La réponse du ministère ajoute néanmoins que le rapport Lescure "estime souhaitable d'approfondir la réflexion sur la légalisation des échanges non marchands, en précisant la notion de partage non marchand dans l'univers numérique et en définissant les modalités d'une reconnaissance juridique de ces échanges", du fait "des constantes évolutions des usages et de l'économie numérique".

Cela étant, la réflexion peine à s'engager. Il était question en juin dernier d'une mission visant à évaluer "la faisabilité d’un changement de statut juridique d’une partie des pratiques"  un procéder à un "état des lieux des usages". Mais depuis, le ministère de la culture n'a plus communiqué sur ce sujet. À défaut d'une discussion en France, peut-être celle-ci se tiendra-t-elle à l'échelon supérieur ?

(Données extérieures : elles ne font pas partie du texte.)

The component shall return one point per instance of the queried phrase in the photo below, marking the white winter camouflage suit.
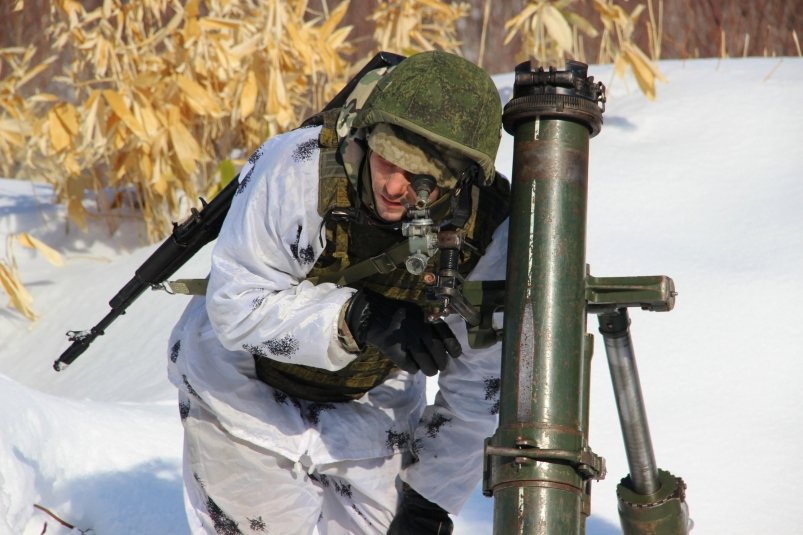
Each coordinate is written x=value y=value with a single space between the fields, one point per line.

En la matière, notons que cette problématique intéresse la Hadopi, qui suggère une solution alternative reposant sur la rémunération proportionnelle du partage qui légaliserait les échanges non marchands, tout en rémunérant les ayants droit.

Par la suite, la Haute Autorité pour la diffusion des œuvres et la protection des droits sur internet a publié une étudie visant à démontrer la présence de transactions marchandes directes ou indirectes dans la plupart des "échanges non marchands" avec comme objectif final de mettre en place une taxation qui financera la légalisation des échanges d'œuvres entre particuliers.